Fair payment

Having been away from Lusaka for a few years, I was able to experience at least one aspect of bus riding like a newbie: the gradual process of learning the fares.

Fares in Lusaka are complicated.

In principle, it is a modified fare-by-distance model, with a high base price for short trips that rises in small increments as one travels further. There are no transfers or co-payments: every time a rider boards a vehicle there is a new fare that is inconsiderate of the last one. Fares are officially established through some sort of public discussion – the details of which still elude me – and are even posted on the side of some vehicles. The posted fares are generally close to the price that is actually charged, except that these are always incomplete: they only cover major origin-destination combinations, and are inconsiderate of route variants. This in addition to the fact that Lusaka public transport is basically a free market of independent operators in which conductors are sometimes willing to negotiate a lower fare to just get riders on board and get moving.

When it comes down to it, the fare is always an agreement between the conductor and the rider. Kind of like buying fruit at a (farmer’s) market.

So in this context, having an awareness of how much the fare tends to be is useful. When I rode buses a lot in 2014, I had probably memorized 20-30 set fares and also knew of another half-dozen where I could negotiate. When I present the situation in that way it seems rather straightforward, but…

…this completely glosses over the process of learning those fares.

With a complicated fare structure, insufficient information, and tight operational margins for driver-conductor teams, fare payment and collection becomes a bit of a contest. Sometimes lost in this process, especially to a foreigner trying to understand things “like a local,” are the stakes of said contest. Which, when I think about it, are quite low.

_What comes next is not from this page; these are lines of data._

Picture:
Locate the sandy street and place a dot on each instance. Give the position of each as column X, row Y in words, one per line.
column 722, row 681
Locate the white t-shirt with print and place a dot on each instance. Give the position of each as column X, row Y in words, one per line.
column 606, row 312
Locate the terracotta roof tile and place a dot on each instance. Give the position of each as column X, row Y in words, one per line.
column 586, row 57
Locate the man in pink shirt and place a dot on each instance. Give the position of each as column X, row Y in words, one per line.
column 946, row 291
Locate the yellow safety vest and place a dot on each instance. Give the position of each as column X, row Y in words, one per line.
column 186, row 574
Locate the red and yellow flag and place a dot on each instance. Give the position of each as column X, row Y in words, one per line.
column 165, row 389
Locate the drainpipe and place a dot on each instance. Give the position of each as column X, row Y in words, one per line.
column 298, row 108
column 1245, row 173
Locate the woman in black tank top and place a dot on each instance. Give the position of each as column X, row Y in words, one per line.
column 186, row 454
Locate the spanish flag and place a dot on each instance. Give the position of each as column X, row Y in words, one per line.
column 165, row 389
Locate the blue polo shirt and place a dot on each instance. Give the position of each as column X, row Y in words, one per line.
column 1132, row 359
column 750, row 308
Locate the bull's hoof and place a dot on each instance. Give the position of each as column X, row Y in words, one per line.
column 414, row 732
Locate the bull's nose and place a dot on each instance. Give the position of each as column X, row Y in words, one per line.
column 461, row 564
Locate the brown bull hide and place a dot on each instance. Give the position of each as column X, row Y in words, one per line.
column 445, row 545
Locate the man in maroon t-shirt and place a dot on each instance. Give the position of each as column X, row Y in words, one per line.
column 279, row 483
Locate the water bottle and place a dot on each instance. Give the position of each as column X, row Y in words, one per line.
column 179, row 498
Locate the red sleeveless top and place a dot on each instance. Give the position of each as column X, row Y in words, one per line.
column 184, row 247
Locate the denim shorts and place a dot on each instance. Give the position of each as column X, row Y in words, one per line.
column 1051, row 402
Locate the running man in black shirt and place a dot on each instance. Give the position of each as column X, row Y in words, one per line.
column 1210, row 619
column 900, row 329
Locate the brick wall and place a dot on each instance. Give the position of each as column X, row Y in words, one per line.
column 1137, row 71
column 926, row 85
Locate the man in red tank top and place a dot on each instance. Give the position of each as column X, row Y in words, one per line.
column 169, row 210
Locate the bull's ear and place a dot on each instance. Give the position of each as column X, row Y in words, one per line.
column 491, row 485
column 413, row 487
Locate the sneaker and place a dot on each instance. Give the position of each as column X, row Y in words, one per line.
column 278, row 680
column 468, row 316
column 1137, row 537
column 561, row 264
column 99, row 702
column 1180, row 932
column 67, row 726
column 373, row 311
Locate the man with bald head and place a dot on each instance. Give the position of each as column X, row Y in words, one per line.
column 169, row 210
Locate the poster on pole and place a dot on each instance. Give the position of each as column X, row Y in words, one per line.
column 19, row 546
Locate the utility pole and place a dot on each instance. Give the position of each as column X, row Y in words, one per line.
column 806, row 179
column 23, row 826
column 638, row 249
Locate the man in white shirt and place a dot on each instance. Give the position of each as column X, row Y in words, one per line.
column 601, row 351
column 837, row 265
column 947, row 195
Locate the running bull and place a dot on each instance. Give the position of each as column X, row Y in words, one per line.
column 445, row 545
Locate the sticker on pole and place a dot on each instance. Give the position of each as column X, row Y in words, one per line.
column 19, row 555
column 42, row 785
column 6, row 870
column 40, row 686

My observations in 2017 are that the fares have definitely risen compared to what I knew. This seems fair since I was buying 5.5 kwacha (ZMW) for a Canadian dollar in 2014 and it is now over 7; exchange being a factor above and beyond cost increases measured in any currency. With the increases, my 2014 mental fare chart was null and void – or at best an approximation.

Despite this, one of my proudest accomplishments in bus riding this year was only getting into one fare dispute.

For the most part, my history of fare disputes have been over amounts of money that are objectively negligible to me: it will not make a huge difference to my budget if I pay 5.5 kwacha instead of 4.5 for a given ride. Maybe if the conductors were trying to make me pay 20, but aspirations to overcharge that significantly have been rare in my experience.

I have to say, there is something satisfying for a white dude to know that you are being stiffed for a kwacha and getting all yappy about it. Nonetheless, with time, I have lost the capacity to on-demand let drop a “MaConducta, niyendanga ku Towni mu busi ino nthawi zonse; niziwa kuli fo-fivey, chabe!” I suppose you don’t learn spunk like that by being meek, but on the flip side, I’m not sure it’s worth the perpetual expectation of conflict that creates practice opportunities.

So far, in slowly rebuilding my fare chart for 2017, I have paid a few extra kwachas about the “best prices.” I think that it has been worth it.